Lee Jackson has covered Wall Street analysts' equity and debt research and equity strategy daily for 24/7 Wall St. since 2012. His broad and diverse career, which included a stint as the creative services director at the NBC affiliate in Austin, Texas, gives him unique insight into the financial industry and world.

Lee Jackson's journey in the financial industry spans over 30 years, with nearly two decades as an institutional equity salesperson at Bear Stearns, Lehman Brothers, and Morgan Stanley. His career was marked by his presence on the sell side during pivotal Wall Street events, from the dot.com rise and bubble to the Long Term Capital Management debacle, 9/11, and the Great Recession of 2008. This is a testament to his resilience and adaptability in the face of market volatility.

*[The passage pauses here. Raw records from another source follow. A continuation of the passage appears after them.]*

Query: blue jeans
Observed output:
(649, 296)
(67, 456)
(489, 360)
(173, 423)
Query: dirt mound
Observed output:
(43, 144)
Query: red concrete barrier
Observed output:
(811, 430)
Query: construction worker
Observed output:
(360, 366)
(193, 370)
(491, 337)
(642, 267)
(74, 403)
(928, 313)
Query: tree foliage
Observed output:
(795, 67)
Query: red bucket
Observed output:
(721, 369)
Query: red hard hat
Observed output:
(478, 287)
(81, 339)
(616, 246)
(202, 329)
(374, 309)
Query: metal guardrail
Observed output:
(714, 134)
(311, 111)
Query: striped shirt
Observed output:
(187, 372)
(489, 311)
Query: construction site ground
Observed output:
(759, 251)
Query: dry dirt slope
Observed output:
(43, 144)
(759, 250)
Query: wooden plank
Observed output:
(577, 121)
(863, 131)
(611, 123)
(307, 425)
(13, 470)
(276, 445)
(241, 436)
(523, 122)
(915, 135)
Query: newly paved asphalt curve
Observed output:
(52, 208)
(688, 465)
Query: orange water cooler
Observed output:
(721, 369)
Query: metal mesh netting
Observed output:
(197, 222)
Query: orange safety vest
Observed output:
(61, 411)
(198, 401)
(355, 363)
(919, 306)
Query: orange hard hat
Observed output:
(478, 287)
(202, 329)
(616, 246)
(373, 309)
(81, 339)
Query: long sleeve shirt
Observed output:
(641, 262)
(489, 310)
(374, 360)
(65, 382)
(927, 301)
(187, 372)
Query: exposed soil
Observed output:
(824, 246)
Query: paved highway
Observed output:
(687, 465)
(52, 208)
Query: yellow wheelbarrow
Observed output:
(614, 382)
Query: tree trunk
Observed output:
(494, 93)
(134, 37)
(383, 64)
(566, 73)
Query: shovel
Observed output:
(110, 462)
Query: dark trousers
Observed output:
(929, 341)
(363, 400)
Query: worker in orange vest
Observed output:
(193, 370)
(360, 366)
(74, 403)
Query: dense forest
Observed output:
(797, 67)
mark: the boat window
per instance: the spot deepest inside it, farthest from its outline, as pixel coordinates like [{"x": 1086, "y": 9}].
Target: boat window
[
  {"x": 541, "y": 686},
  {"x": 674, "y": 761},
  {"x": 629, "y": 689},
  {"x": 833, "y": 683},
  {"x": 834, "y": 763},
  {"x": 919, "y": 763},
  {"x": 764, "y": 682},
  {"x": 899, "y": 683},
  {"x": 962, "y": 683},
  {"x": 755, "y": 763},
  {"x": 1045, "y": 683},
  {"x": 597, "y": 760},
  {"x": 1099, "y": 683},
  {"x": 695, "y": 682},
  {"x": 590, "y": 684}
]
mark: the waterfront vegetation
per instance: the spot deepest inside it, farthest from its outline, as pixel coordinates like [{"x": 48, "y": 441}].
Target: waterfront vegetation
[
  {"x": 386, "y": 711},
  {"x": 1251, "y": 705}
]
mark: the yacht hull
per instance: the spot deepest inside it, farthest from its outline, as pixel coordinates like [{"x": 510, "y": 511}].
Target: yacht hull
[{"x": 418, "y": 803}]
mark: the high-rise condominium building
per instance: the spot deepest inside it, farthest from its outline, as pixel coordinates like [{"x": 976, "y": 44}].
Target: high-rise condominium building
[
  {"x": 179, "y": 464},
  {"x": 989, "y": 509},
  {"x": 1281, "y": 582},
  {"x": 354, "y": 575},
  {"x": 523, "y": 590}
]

Lee Jackson’s practical financial industry experience, acquired from a career at some of the biggest banks and brokerage firms, is complemented by a lifetime of writing on various platforms. This unique combination allows him to shed light on the intricacies and workings of Wall Street in a way that only someone with deep insider experience and knowledge can. Moreover, his extensive network across Wall Street continues to provide direct access for him and 24/7 Wall St., a privilege few firms enjoy.

Since 2012, Jackson’s work for 24/7 Wall St. has been featured in Barron’s, Yahoo Finance, MarketWatch, Business Insider, TradingView, Real Money, The Street, Seeking Alpha, Benzinga, and other media outlets. He attended the prestigious Cranbrook Schools in Bloomfield Hills, Michigan, and has a degree in broadcasting from the Specs Howard School of Media Arts.